Dear Sir The recent paper by Coste et al. (1) on the role of wind-up in trigeminal sensory processing was most interesting, and their findings may have great relevance for a number of neurovascular headaches. Wind-up is a frequency-dependent increase in the excitability of spinal cord neurons, evoked by electrical stimulation of afferents, and which produces an increase in the number of discharges in second-order neurons in response to arriving stimuli. The mechanism of wind-up is unclear, but it has been seen as a system for the amplification in the spinal cord of nociceptive messages (2–4).

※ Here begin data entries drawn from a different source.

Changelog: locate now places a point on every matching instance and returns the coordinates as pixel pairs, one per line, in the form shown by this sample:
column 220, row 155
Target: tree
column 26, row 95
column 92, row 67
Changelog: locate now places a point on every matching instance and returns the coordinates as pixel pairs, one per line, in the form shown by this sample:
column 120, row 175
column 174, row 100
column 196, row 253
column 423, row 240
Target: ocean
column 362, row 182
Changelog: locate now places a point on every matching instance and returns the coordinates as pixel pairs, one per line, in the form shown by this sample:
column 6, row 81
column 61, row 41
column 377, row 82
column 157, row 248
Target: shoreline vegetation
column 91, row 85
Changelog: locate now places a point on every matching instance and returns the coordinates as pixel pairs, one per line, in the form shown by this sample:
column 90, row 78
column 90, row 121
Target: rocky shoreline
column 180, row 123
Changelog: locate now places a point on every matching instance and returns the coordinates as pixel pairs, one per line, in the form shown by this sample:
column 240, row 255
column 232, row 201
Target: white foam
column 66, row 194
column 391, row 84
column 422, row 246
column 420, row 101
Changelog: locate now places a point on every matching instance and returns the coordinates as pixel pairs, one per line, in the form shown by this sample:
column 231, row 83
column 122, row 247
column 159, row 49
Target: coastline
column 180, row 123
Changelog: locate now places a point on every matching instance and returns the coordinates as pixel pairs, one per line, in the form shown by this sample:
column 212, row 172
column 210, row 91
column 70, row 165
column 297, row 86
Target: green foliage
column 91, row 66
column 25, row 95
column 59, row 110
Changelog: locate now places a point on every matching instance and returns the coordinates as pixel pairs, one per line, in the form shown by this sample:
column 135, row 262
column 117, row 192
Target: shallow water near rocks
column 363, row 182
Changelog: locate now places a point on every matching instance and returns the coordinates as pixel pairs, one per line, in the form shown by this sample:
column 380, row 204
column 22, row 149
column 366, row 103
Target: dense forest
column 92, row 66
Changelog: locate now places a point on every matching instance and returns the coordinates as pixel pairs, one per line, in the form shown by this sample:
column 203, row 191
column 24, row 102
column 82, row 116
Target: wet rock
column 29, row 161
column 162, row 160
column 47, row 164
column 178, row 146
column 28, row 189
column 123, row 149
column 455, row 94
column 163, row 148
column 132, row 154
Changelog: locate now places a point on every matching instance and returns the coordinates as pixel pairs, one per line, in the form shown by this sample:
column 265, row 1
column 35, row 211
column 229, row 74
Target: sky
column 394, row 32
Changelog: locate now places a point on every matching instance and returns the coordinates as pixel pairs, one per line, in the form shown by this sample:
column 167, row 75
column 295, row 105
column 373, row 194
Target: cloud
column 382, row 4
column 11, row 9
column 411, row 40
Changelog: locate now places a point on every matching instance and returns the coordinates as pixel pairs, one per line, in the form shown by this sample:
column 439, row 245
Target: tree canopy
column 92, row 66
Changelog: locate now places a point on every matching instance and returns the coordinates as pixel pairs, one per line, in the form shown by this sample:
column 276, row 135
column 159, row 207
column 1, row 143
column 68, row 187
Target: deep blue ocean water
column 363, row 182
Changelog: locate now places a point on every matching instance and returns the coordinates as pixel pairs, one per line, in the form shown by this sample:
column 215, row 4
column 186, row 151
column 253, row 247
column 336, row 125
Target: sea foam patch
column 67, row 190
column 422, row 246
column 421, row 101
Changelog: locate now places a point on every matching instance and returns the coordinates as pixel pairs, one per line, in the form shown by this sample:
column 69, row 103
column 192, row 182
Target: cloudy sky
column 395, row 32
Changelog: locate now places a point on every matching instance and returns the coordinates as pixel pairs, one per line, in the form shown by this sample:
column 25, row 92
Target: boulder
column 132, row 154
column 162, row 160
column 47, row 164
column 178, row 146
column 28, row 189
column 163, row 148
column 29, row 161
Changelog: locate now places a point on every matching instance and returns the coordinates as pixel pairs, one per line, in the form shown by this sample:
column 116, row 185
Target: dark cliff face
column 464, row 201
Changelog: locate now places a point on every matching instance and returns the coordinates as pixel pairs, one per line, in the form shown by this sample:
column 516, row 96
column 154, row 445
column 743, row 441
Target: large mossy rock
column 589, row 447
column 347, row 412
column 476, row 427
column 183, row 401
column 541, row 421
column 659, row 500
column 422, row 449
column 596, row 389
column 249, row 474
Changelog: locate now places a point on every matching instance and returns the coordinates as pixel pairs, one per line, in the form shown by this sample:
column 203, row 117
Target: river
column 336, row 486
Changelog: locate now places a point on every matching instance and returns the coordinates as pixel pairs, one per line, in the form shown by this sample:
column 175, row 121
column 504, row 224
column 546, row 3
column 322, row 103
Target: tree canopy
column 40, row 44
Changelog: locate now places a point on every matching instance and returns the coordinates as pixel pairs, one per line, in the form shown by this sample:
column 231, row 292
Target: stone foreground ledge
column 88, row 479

The most prominent intracranial pain-sensitive structures are the large penetrating arteries and the small arteries of the dura mater, a discovery made many years ago (5). Naturally, these arteries pulse in time with the heartbeat, and consequently so does the pain of migraine headache. This throbbing nature of the pain has usually been attributed to the activation of stretch receptors with the systolic pressure wave in the large arteries (6). The pulsating nature of the pain can often be abolished by compression of a carotid artery (6, 7). A minority of neurons in the trigeminal nucleus of cats that receive sensory input from stretch receptors in the walls of these arteries show rhythmical activity, also synchronized with the heart beat (8, 9), and this too can be eliminated by carotid compression. In humans, the frequency of the stimulus arising from vascular pulsation is about 1.2 Hz. In cats, first-order trigeminal sensory neurons are ‘self-inhibitory’ inasmuch as neuronal discharge, whether spontaneous or initiated by a sensory stimulus, often produces an extended refractory period of 50–1000 ms, during which no further discharge can occur (10, 11). It has been hypothesized that this refractoriness is mediated by recurrent inhibition occurring in local circuitry in the dorsal horn (10). In our experiments (11), this refractoriness seems to be more frequent in neurons that receive sensory input from the dura mater and is more prominent in neurons in the cervical spinal cord than in those in the trigeminal nucleus. The reason for the difference between the trigeminal nucleus and its spinal equivalent is completely unknown, but it may be relevant to the slightly different findings made by Coste et al. (1) in the trigeminal nucleus and Bolton et al. (12) in the cervical spinal cord. This refractory period means that vascular stimuli that repeat at frequencies substantially above 1 Hz will not always produce a neuronal response, and possibly not produce wind-up. The frequency of stimulation in the experiments reported by Coste et al. (admittedly in rats) is 0.66 Hz. In another report, also in rats, Bolton et al. (12) were able to elicit wind-up of cutaneous facial afferents, but not of dural afferents; they used frequencies of 1 and 2 Hz.
These observations suggest that trigeminovascular neurons might have properties that predispose them towards wind-up of sensory signals arriving at them only at frequencies equivalent to the heart rate in humans and thus predispose them towards amplifying the sensations produced by vascular pulsations, thus accentuating the throbbing nature of vascular headaches.